Onlar arasında inanç bakımından hiçbir anlaşmazlık yok mudur? Müslüman hizipleri arasında inanç anlaşmazlıkları bulunduğu, hatta bu anlaşmazlığın ve ayrılığın doruk noktaya vardığı; bu anlaşmazlıklar sebebiyle bu hiziplerin birbirlerine karşı küfür fetvaları bulunduğu bilinen bir gerçektir.
Ancak Müslüman Ahmediye Cemaati söz konusu olunca bütün diğer hiziplerin bu Cemaate düşmanlık üzerinde birleştikleri ve bu cemaate türlü türlü suçlamalarda bulundukları da göze çarpmaktadır. Bu da Hz. Resulüllah’ın (S.A.V.) şu hadisini bize anlatmaktadır:
Yani: “İsrailoğulları yetmişbir fırkaya bölündüler. Benim ümmetim şüphesiz yetmiş iki fırkaya bölünecek. Biri hariç onların hepsi ateş (huzursuzluk) içinde olacaktır. O (tek fırka) da “Cemaat” olacaktır.”[1]

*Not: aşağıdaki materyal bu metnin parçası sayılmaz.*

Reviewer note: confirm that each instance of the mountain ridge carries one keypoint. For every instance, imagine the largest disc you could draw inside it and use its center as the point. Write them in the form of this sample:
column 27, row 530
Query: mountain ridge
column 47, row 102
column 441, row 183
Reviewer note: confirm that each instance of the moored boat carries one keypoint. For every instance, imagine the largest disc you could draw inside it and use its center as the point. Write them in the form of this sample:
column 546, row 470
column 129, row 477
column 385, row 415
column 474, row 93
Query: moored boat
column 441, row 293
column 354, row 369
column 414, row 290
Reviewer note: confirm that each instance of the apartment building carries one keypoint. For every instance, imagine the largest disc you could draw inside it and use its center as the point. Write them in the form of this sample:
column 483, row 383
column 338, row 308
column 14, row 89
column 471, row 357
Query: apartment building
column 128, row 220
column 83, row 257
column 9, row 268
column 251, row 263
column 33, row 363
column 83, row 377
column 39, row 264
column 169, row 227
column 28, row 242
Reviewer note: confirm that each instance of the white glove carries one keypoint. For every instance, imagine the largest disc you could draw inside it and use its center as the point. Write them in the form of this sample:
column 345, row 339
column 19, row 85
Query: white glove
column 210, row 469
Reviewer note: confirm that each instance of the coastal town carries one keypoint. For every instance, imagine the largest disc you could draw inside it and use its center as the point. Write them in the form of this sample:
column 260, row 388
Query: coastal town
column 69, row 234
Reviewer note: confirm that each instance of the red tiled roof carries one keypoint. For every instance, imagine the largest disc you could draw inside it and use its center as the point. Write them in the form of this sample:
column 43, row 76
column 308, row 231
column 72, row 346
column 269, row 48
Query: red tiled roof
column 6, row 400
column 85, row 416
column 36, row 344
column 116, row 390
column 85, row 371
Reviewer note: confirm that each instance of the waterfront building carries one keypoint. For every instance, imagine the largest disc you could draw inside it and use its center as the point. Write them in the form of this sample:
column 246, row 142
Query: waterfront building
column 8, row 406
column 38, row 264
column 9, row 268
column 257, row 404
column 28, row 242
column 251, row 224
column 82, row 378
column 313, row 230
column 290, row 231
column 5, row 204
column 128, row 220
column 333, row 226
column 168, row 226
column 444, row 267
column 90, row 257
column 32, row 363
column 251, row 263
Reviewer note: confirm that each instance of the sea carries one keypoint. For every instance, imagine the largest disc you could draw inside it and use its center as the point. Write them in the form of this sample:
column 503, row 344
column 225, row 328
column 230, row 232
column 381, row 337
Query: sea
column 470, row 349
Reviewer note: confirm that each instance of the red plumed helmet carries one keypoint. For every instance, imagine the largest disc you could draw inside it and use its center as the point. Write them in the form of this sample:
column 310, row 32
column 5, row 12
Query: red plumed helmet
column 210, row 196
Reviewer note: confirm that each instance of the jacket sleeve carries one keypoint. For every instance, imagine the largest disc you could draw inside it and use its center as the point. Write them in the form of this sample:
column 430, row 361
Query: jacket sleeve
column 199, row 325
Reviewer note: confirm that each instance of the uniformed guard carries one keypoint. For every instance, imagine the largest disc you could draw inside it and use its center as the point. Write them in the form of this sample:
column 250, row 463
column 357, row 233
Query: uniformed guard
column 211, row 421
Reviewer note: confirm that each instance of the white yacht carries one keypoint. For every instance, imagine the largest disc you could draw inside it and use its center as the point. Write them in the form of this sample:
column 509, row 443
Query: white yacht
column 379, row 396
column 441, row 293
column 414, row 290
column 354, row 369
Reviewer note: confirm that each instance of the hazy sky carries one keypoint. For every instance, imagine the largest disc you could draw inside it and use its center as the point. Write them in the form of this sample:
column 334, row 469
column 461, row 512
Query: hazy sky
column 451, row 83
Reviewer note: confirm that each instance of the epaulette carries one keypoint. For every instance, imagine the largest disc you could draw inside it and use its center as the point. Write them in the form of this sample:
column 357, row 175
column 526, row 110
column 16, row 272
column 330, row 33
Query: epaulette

Bu cemaate asılsız iftiralar atılmaktadır. Bu Cemaatin İslamiyet’le bir alakası olmadığı; kurucusunun da Hz. Muhammed’e (S.A.V.) inanmadığı ve Hz. Muhammed’den (S.A.V.) ayrılarak peygamberlik iddiasında bulunduğu vs. propaganda edilmektedir. Cemaatin kurucusu Hz. Ahmed (A.S.) bu konuda fikrini şöyle beyan etmiştir:
“Bana isnat edilen suçlama; Sanki ben öyle bir nübüvvetten (peygamberlik) bahsediyorum ki ondan sonra İslam (dini) ile benim hiçbir alakam baki kalmamaktadır! Demek ki ben kendimi müstakil bir nebi (peygamber) zannediyorum ve Kuran-ı Kerim’e tabi olmaya hiçbir gerek görmüyorum! Kelimeyi Şahadetimi ve Kıblemi bile ayrı tutuyorum! İslam Şeriatının (din) ortadan kaldırılmış olduğunu ileri sürüyorum! Hz. Muhammed Resulüllah’a (S.A.V.) tabi olmak ve onun buyruklarına göre hareket etmekten dışarı çıkıyorum! Suçlamaları doğru değildir. Böyle bir nübüvvet (peygamberlik) iddiasında bulunmak bence kafirliktir. Yalnız bugün değil, aksine her eserimde ben daima, böyle bir nübüvvet (peygamberlik) iddiasında asla bulunmadığımı yazdım ve bunun bana atılan bir iftira olduğunu belirttim.”[2]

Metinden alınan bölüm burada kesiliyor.